Positive reviews are clichéd in such a way that it can apply to another work by changing a few details (e.g., names of characters, actors and locations in a movie review), and nobody would know. So much for the uniqueness argument; the uniqueness of a work is typically captured by saying that the work is unique. In general, the objective terms describing the content (as opposed to its context), when they’re not descriptions for the blind/deaf, can apply verbatim to works considered inferior. The only difference is whether or not the critic likes it. For example, a film praised for being “very realistic” can simultaneously be thrashed elsewhere for the same reason, e.g., the story moves too slowly. A novel praised for its sympathetic characters can be panned because those sympathetic characters are too one-dimensional. And a work praised for being “unique” can be lambasted because it “tries too hard to be smart for its own sake.”

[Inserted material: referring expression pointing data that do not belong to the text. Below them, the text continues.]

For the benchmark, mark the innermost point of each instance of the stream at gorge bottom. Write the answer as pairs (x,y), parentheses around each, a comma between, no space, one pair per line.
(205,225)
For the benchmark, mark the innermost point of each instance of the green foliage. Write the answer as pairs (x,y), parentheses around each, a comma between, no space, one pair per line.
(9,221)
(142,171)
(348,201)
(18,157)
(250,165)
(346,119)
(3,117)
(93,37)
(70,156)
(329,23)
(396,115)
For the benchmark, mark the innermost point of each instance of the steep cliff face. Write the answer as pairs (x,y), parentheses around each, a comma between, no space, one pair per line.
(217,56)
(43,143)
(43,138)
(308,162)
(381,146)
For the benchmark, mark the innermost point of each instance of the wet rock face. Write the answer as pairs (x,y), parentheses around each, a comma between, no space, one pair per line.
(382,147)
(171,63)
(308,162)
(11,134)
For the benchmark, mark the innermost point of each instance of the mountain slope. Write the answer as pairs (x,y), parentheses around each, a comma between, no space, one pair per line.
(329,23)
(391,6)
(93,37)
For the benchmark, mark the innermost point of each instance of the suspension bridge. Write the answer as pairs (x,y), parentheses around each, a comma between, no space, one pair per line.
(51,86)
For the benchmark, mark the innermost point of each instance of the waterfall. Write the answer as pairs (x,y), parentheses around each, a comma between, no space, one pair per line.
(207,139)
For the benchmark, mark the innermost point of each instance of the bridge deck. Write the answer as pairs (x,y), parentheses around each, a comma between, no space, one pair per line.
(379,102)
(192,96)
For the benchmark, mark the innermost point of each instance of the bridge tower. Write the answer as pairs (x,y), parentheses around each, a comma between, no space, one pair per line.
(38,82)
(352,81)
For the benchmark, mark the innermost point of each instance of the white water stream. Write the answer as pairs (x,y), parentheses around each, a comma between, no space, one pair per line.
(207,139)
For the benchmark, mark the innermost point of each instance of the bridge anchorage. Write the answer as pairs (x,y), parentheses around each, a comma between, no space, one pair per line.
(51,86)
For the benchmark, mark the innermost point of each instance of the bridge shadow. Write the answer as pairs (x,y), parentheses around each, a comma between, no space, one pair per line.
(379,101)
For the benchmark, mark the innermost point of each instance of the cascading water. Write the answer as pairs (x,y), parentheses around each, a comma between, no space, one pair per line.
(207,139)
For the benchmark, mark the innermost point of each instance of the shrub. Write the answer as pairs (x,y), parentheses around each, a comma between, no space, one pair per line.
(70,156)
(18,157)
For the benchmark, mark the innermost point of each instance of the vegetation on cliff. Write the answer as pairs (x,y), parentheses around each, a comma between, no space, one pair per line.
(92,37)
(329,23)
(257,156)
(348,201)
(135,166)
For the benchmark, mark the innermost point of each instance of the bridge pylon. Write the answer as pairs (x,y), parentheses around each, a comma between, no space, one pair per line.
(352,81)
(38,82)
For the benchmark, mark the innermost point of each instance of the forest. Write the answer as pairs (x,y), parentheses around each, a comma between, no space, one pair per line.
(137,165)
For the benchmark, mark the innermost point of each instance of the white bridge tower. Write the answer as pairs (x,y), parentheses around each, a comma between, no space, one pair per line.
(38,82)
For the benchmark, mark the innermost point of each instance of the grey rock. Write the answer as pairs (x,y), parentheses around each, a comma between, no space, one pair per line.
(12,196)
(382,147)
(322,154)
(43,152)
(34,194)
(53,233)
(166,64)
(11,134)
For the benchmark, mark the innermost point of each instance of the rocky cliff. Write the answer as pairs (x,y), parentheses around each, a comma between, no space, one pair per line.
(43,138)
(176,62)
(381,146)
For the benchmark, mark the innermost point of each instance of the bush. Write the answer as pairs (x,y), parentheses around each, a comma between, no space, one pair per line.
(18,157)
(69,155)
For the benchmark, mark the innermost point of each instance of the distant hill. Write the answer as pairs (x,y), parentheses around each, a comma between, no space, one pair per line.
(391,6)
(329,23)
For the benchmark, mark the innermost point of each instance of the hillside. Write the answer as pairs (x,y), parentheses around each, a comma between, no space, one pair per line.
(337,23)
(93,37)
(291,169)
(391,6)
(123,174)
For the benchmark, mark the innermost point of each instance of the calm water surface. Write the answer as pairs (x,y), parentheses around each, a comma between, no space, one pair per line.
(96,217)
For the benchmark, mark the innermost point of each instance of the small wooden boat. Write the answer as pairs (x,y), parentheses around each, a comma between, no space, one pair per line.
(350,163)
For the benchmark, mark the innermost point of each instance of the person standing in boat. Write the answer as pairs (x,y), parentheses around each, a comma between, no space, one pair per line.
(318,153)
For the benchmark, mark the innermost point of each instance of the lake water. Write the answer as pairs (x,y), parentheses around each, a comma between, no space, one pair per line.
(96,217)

This fundamental weakness in value judgments—namely, the lack of causality between the content under review and opinion—is sometimes dressed in a pseudo-objective formulation when the critics try painstakingly to be fair to multiple audiences. As a result, there can be an eerie resemblance between a movie review—“If you like action in your movie, then… If you prefer feel-good endings, then…”—and a fridge review—“If you want a through-the-door water dispenser… If you need a full-height freezer, then…”. Take a look, for example, at this book review (emphasis mine):

 Character likeability has always been one of literature’s sources of division. If online discussions are anything to go by, book groups seem to care about little else, which puts them at odds with most serious writers, who feel that a book’s merits have nothing to do with whether or not you would take the protagonist to the pub. That said, when writers present to the world someone as unsympathetic as John Self or Humbert Humbert, they tend to sweeten the pill by offsetting the character’s despicability with likeable qualities: irony, japery, or a fancy prose style.

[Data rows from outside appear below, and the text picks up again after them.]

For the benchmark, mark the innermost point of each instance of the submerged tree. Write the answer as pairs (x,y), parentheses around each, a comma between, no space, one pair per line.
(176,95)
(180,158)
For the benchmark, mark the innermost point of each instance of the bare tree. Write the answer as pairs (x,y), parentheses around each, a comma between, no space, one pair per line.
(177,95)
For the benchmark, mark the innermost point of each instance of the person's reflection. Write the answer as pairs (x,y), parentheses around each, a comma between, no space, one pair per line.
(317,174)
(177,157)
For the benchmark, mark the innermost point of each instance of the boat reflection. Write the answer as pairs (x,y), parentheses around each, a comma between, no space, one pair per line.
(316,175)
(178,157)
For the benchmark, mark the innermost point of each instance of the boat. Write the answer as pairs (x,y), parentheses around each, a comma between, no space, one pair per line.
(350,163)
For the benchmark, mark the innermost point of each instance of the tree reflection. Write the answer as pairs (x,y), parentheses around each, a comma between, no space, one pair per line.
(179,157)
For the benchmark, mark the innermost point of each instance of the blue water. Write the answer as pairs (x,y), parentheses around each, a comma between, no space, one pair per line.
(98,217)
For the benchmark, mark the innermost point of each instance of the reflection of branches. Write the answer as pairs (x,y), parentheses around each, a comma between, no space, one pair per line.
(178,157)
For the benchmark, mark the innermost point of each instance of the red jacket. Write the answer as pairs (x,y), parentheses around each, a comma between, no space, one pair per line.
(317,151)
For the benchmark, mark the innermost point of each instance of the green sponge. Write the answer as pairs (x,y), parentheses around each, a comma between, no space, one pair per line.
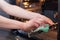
(44,28)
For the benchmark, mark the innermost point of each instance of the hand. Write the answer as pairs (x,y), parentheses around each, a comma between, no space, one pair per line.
(33,24)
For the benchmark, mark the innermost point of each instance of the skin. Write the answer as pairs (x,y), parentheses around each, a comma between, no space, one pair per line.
(35,19)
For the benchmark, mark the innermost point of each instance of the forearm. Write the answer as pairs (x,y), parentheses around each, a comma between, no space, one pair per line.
(10,24)
(17,11)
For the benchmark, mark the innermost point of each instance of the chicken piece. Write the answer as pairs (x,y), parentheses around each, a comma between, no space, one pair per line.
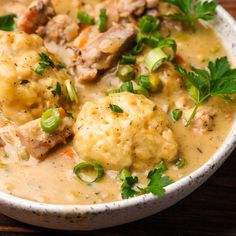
(38,14)
(38,142)
(100,52)
(61,29)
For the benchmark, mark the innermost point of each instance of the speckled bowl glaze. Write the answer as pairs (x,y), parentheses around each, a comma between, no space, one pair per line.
(90,217)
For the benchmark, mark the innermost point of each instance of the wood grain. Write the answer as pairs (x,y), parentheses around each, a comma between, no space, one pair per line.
(211,210)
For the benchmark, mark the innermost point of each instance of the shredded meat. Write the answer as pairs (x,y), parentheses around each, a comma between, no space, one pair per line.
(100,52)
(38,142)
(61,29)
(37,14)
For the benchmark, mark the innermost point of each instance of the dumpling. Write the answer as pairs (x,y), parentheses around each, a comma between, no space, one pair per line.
(137,137)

It is brave, then, of the much-decorated Chinese-American novelist Yiyun Li to have written a book with largely unsympathetic characters in unadorned prose. […]

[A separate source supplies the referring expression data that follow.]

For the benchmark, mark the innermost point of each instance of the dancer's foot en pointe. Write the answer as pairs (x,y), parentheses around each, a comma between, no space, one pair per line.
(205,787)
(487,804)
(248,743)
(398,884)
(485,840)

I imagine most people’s reaction to the book will be dictated by their tolerance for her semi-aphoristic authorial proclamations and the mannered faux-philosophical dialogue, both of which confused and confounded this reader. Reading it, I felt Moran, Ruyu and Boyang were hedged by the past, but also, in the end, by the author.

 
David Annan, for The Telegraph’s website
Kinder Than Solitude by Yiyun Li, review

As a consumer of reviews, addressing this fundamental weakness comes down to filtering the noise, i.e., assessing how much the judgment values apply to you, possibly discounting them completely. You know, going in, that the most popular works may be exactly those you’re trying to avoid, especially and most ironically if you’re after something truly new, as a run-of-the-mill superhero movie will always be more popular than a Gaspar Noé movie.

As a reviewer, you may either accept the fundamental weakness as a necessary, yet benign evil, or do something about it. Recognizing the weakness—i.e., matters of taste and opinion—takes awareness, not because it’s well-hidden, but because it is so common and natural that we don’t even have the idea of questioning it. The method for pointing out matters of taste and opinion is the same used to separate science from pseudo-science, namely falsification. For example, if you read “the multiple character arcs keep the story interesting” or “the humor provides a welcome relief to the serious theme,” you can see those statements are just unsupported opinions if you can “falsify” them, i.e., substitute contradictory statements for them without hurting the appearance of logicality, for example “the multiple arcs made the story confusing” and “the humor didn’t fit the serious theme at all.” In other words, opinions—whether something is interesting, whether the humor works—are best left as private matters; people can see for themselves, without the help of so-called “experts.” In art, the “expert” is typically a highly educated person who states the obvious in unobvious ways that somehow fool you into believing that their opinion have more weight than anyone else’s. If such a person, say Umberto Eco, were to describe the sense of insecurity in our society, we’d get something like this:

 […] the seminomad medieval society was a society of unsafe journeys; setting out meant making your will (think of the departure of old Anne Vercos in Claud’s L’annonce faite à Marie), and traveling meant encountering bandits, vagabond hordes, and wild animals. But the concept of the modern journey as a masterpiece of comfort and safety has long since come to grief, and boarding a jet through the various electronic checkpoints and searches to avoid hijacking restores perfectly the ancient sense of adventurous insecurity, presumably destined to increase.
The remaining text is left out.